Катя оторвалась от бездумного созерцания зеленой еще, пышной листвы липы за окном — мимолетный намек на сад… Красная крыша дома напротив. Взглянула на настенные лакированные часы — с шипеньем, сквозь летящие ноты Моцарта, пробило два удара. Сейчас придет мальчик. Нехотя поднялась с дивана — ничего делать не хочется, а надо, выключила магнитофон и принялась перебирать бумаги и книжки на письменном столе.
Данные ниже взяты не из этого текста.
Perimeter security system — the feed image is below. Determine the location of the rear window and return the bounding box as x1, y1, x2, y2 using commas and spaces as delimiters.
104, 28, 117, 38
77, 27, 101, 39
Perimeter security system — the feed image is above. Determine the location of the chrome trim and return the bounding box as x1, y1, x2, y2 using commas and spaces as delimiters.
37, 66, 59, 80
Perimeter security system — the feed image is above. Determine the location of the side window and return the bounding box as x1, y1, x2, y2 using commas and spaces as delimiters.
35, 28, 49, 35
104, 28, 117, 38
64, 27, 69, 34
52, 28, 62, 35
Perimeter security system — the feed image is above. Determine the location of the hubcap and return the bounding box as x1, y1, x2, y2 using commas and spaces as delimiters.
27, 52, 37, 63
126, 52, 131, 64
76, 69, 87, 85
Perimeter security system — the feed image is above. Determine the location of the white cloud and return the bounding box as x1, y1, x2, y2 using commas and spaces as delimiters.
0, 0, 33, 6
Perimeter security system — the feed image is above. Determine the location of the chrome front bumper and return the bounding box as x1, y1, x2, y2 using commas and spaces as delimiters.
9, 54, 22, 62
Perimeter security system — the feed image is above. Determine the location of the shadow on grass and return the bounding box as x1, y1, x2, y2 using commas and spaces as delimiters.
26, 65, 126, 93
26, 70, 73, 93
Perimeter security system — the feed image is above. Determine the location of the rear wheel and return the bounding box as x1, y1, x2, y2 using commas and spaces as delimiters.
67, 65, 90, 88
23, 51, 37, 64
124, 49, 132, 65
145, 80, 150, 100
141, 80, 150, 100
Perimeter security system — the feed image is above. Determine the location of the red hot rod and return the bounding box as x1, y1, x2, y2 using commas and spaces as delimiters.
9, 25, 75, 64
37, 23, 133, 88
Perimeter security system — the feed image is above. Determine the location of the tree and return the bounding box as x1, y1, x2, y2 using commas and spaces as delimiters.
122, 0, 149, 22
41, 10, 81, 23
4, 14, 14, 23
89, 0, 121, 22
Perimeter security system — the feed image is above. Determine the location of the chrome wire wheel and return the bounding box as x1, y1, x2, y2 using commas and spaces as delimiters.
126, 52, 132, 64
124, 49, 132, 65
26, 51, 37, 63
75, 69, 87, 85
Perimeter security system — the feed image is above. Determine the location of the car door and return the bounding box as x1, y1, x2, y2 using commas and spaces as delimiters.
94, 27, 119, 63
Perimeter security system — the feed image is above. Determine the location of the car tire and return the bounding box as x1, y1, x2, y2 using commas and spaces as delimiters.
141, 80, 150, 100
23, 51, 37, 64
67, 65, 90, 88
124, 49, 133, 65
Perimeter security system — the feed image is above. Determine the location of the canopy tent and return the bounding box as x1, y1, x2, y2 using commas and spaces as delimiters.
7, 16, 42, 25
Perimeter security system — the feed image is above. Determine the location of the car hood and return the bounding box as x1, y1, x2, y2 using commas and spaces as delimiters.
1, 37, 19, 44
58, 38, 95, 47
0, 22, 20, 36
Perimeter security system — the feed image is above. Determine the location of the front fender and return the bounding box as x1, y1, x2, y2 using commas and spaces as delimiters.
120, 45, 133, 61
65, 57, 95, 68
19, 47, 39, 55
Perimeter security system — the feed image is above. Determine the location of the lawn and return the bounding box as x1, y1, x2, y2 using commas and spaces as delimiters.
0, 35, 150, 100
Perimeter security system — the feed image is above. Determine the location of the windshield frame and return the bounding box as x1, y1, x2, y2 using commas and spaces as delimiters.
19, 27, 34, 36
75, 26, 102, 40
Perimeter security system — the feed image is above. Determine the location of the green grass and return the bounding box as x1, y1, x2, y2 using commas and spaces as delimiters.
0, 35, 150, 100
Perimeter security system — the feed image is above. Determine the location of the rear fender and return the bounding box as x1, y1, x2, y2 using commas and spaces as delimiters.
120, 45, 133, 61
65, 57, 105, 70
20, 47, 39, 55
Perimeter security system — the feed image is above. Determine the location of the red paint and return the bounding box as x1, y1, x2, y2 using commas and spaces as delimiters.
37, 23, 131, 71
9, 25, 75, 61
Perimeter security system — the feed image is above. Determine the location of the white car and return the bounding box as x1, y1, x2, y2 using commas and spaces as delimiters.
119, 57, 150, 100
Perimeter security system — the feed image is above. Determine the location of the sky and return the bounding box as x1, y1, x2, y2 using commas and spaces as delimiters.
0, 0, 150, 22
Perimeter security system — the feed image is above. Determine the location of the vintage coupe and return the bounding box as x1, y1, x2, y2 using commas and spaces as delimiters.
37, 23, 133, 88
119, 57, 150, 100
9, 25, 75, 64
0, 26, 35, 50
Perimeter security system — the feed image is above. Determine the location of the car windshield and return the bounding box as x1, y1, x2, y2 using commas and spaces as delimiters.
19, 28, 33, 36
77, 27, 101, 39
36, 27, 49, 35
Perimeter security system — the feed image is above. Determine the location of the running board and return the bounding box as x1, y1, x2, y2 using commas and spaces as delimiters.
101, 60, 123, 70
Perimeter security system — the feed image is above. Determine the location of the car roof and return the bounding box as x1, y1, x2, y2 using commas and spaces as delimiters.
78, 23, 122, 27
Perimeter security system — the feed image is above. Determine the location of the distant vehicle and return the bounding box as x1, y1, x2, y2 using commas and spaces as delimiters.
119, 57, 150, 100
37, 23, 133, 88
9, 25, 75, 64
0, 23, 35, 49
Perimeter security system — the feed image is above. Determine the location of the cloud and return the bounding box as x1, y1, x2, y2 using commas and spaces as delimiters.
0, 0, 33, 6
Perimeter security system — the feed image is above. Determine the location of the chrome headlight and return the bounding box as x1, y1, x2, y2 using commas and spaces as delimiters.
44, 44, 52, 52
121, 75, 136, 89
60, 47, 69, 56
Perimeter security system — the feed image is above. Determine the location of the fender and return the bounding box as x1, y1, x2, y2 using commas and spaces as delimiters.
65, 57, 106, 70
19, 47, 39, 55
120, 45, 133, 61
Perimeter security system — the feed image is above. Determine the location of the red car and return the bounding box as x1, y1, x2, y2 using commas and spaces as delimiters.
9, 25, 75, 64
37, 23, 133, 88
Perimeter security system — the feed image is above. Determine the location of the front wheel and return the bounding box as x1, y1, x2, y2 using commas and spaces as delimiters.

«Кажется, я давала Глебу перевести отрывок из Уайльда». Она взяла в руки изящный светло-сиреневый томик с закладкой на «Портрете Дориана Грея», раскрыла. Одновременно из беспорядочного вороха на столе выпал тетрадный листочек и приземлился с тихим шуршанием. Катя подняла его и прочла:

«Человек не имеет права распоряжаться чужой жизнью и смертью. Вы ничего не боитесь? Напрасно. Вам не снится черный сосуд и благовонный миндаль? Приснится, обещаю. Я убедился сегодня, увидев запечатанную тайну мертвых. Жизнь окончилась, да, но поклон с того света я вам передаю. И еще передам не раз, чтоб ваша жизнь превратилась в ад».

Она удивилась: «Какой причудливый текст, а совершенно не помню, откуда… Листок вырван из тетрадки неаккуратно, неровно…». И тут раздался телефонный звонок.

— Екатерина Павловна Неволина? — требовательно спросил мужской голос.

— Да. А кто…

— Вы даете частные уроки английского языка?

— Да.

— С вами говорит следователь Мирошников Николай Иванович.

— Очень приятно.

— Не очень. У вас учился Глеб Воронов?

— Почему «учился»?

— Потому что он умер. Что вы молчите?

— Я… просто поражена.

— Когда вы его видели в последний раз?

— Когда… Сегодня у нас понедельник? Значит, в пятницу. В пятницу вечером у меня собрались мои ученики, мы отмечали…

— Я в курсе. В тот же вечер он отравился или был отравлен.

— Господи, почему?

— Именно это меня и интересует. Завтра к девяти утра прошу ко мне. Пропуск будет выписан, диктую координаты.

Катя поспешно и нервно записала адрес и телефон на листке со странным текстом (телефон московский, а ехать на электричке в районную прокуратуру). Все странно и страшно. Она бы не смогла объяснить почему, но никогда не покидал ее какой-то подспудный страх… жизни, что ли? Не объяснить.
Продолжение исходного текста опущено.